The final element of the Report analysis relates to institutions. One question arises immediately: How can the poor benefit from institutions that were initially controlled by the rich and powerful and run mainly in their interests? It is paramount that the poor participate in building institutions that are responsive to their needs. Cultural biases, illiteracy and other barriers towards effective participation in institution-building have to be removed. It is the poor who need to be given power and voice to be able to set up institutional frameworks that will work best for them.
We place emphasis on strengthening institutions for the rural poor. This involves supporting decentralization initiatives to bring decision-making closer to the rural poor. It involves promoting better governance. It involves supporting farmers' and water users' groups, and working with civil society in general to create enabling conditions for the poor. Institution-building in a democratic and transparent way in not a quick process, and in most cases it slows down the implementation of projects. Nevertheless, it is essential, and we must pursue a policy of delicate balance between the rich and the poor. Most importantly, our partnerships must be built with the rural poor at the center.
Before closing, I would like to bring up one more subject: financing for development. An unequivocal "verbal" commitment to reducing poverty was articulated at the UN Millennium Summit. However, the financial commitment is not in evidence. Despite the global goals and targets established, the real value of aid fell between 1988 and 1998. And the real value of aid to agriculture contracted. The rural sector has largely remained neglected, even though it has the greatest concentration of poor people.
If global interest and commitment is to be genuine, financial resources, particularly domestic ones, have to be reallocated to the rural poor. The rural agriculture and development sector must take the spotlight. It is inefficient as well as inequitable to exclude people from schooling or from managing productive assets because they are too poor to borrow; or because they are born in villages and hence lack urban facilities; or because they live in remote areas with limited access to markets. If anything, these are the people whose needs are the greatest.
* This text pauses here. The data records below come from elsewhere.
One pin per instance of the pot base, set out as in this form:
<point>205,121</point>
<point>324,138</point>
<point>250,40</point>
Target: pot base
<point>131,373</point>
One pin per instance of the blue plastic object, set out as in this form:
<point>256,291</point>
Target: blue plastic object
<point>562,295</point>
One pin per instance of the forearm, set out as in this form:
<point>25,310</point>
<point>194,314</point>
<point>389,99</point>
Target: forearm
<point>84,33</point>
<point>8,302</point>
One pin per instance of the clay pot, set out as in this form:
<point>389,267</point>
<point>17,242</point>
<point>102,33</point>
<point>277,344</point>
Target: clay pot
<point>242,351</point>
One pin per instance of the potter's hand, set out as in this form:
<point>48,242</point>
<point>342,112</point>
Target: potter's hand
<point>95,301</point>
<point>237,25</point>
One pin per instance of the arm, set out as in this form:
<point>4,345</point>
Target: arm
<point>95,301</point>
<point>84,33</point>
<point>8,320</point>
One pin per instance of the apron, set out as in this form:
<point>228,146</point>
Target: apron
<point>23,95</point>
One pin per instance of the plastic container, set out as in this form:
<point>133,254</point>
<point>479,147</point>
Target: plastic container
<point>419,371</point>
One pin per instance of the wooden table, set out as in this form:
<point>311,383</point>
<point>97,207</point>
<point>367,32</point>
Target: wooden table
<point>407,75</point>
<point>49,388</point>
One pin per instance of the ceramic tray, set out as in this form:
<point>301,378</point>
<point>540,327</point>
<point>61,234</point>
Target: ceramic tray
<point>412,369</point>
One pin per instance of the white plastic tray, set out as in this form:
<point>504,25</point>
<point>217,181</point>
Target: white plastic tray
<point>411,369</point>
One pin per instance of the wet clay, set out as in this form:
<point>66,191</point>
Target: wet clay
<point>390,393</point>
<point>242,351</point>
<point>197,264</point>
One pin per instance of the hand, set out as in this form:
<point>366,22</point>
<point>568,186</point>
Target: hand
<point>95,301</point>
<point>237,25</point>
Of course, reviving agriculture is still only a part of the answer to end rural poverty. Agricultural change can work to reduce poverty, but only when it is linked to social changes that give the poor greater power over the social factors and shape and, far too often, circumscribe the horizons of their possibilities. But if the agriculture sector does not receive its share of development finance, the process of poverty reduction will find itself in front of an insurmountable roadblock. We cannot allow that to happen.
Our experience in IFAD has repeatedly shown that even the poorest groups, whenever offered the opportunity, eagerly seize the chance to raise their incomes and output and to build more secure and productive lives for their families. The imperative is to give the rural poor that opportunity.